November 23, 2024
Column

China’s stake in North Korea

The importance of China in negotiations with North Korea over its efforts to build nuclear weapons cannot be understated..China’s potential role in bringing North Korea to heel is an example of why it behooves the United States to work with other countries. Some countries have a more immediate and direct stake in a neighbor’s behavior than the Unite States, such as China does in this case. These countries may have leverage the United States lacks.

North Korea matters to China. Beijing does not want an erratic and volatile neighbor that, as the expression says, “goes nuclear” and induces an American invasion. China does not want thousands of American troops hard by its border.

Of paramount importance to China is a calm periphery. Chinese leaders for the past quarter century have strived to maintain peace and stability on China’s borders so that they can concentrate on economic modernization. Communist Party leaders have staked their continued grip on power to ongoing improvements in the prosperity of the Chinese people.

What happens in Korea has ramifications in China because China has the second highest “overseas” ethnic Korean population in the world, behind the United States. Upheaval in North Korea means refugees in China. Nearly 2 million ethnic Koreans live in the three provinces that border North Korea. Jilin, Liaoning and Heilongjiang – the border provinces – comprise China’s rust belt, an area of aging industries, extreme unemployment, and increasing labor agitation. Chinese leaders do not need refugees exacerbating these problems.

China provides North Korea with extensive aid to keep it from imploding. According to Alexandr Nemets and John L. Scherer, China’s aid amounted to $450 million in 2000, primarily crude oil, petroleum products and foodstuffs. Some experts reckon that China provides two-thirds of North Korea’s non-nuclear fuel needs.

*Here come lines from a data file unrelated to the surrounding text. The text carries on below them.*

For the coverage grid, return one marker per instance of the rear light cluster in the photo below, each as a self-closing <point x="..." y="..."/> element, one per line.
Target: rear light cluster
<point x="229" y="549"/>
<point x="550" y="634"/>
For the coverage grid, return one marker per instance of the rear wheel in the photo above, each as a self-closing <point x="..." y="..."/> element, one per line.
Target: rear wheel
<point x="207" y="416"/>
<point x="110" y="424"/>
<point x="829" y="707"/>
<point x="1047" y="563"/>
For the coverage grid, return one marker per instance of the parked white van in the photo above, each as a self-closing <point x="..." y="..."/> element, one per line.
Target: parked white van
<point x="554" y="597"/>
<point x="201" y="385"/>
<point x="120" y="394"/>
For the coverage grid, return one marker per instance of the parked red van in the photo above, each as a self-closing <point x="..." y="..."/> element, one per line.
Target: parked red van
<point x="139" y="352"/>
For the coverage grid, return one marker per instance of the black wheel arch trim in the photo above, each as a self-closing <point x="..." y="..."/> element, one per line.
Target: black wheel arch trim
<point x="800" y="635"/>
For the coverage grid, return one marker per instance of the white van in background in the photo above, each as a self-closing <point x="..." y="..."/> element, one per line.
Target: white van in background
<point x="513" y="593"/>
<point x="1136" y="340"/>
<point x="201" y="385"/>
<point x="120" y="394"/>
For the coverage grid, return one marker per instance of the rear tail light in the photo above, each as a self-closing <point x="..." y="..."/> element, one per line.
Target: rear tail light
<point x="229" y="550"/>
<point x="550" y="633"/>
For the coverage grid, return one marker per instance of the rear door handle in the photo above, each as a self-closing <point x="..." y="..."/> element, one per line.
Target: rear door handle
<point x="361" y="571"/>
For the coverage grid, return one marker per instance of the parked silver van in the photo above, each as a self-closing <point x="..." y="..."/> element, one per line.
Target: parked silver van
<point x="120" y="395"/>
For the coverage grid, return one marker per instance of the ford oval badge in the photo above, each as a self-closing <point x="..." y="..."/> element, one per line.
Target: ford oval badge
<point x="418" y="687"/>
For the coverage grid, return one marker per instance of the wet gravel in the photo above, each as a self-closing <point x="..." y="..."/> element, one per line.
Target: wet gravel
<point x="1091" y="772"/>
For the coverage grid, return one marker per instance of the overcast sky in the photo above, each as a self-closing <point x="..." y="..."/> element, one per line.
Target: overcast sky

Even the United States contributes humanitarian food aid to North Korea, irrespective of political factors, providing roughly 155,000 metric tons in 2002 alone. Foreign aid has kept the country from starving and the despicable Kim Jong-Il regime from collapsing but it has also kept it from developing nuclear weaponry, so far.

While Beijing has simultaneously shored up and distanced itself from the Pyongyang regime, China has befriended South Korea over the past decade, seeing increased economic ties as a boost to its modernization efforts. In 1992 the two countries normalized relations and since then trade has risen from $5 billion to $44 billion in 2002. China became South Korea’s third largest trading partner last year, trailing only the United States and Japan.

The immediate need is to make sure North Korea does not deploy nuclear-tipped missiles, which, though they do not directly threaten the United States, already threaten three of America’s seven largest trading partners: Japan, China, and South Korea. In 1998, North Korea successfully fired a test missile up and over Japan.

North Korea’s tactic of pursuing nuclear weaponry is a tacit admission of weakness. Without nuclear weapons, North Korean leaders fear that they cannot stave off a conventional American military invasion like the one that overran Iraq. Similarly, North Korea has targeted Seoul, South Korea’s capital, with hundreds of artillery and missile batteries. By vowing to turn Seoul into a “sea of fire” if the United States and South Korea ever invaded, Pyongyang seeks to deter an attack by saying it would be too costly even if successful.

What the Pyongyang leadership wants above all else is an agreement that the United States will not invade North Korea as it did Iraq, another member of the “axis of evil.” But given the Bush Administration’s national security strategy, in which pre-emptive actions are justified to protect the United States, that kind of “non-aggression” guarantee is exactly what the administration cannot offer. This is what makes multilateral cooperation with North Korea’s neighbors, especially China, all the more important.

However, there are those who argue out that Pyongyang is pretty adept at getting what it wants out of other countries.

In a July article in the Christian Science Monitor, Kathryn Weathersby of the Korea Initiative at the Woodrow Wilson Center’s project on the history of the cold war said that Beijing and Moscow “gave a lot of aid but gained very limited leverage” over Pyongyang.

But this is a different era than the cold war. Back then North Korea could capitalize on the Sino-Soviet split of the 1960s – a fissure that President Nixon exploited when he went to China in 1972. China and the USSR marshaled communist regimes like pawns on a chessboard, giving North Korea the opportunity to play the two communist giants off each other.

Today, the United States has little leverage in getting North Korea to desist from its nuclear endeavors, save bribery. If the United States cuts back its humanitarian aid it would face a public relations disaster. China provides a wider array of aid that can – with care – be withheld if push comes to shove.

However, any move to cut China’s fuel aid to North Korea could provide Pyongyang with a rationale and a cover for continuing to use and develop nuclear power plants that can produce weapons-grade plutonium.

It is these limitations with China’s and the United State’s individual leverage that make it imperative that the United States, China, Russia, South Korea and Japan – the entire neighborhood – maintain a united front during negotiations that open in Beijing late this month, so that Pyongyang will not be able to wriggle very much.

Gordon Bonin of Orono recently graduated with a masters degree in international relations and international communication from Boston University.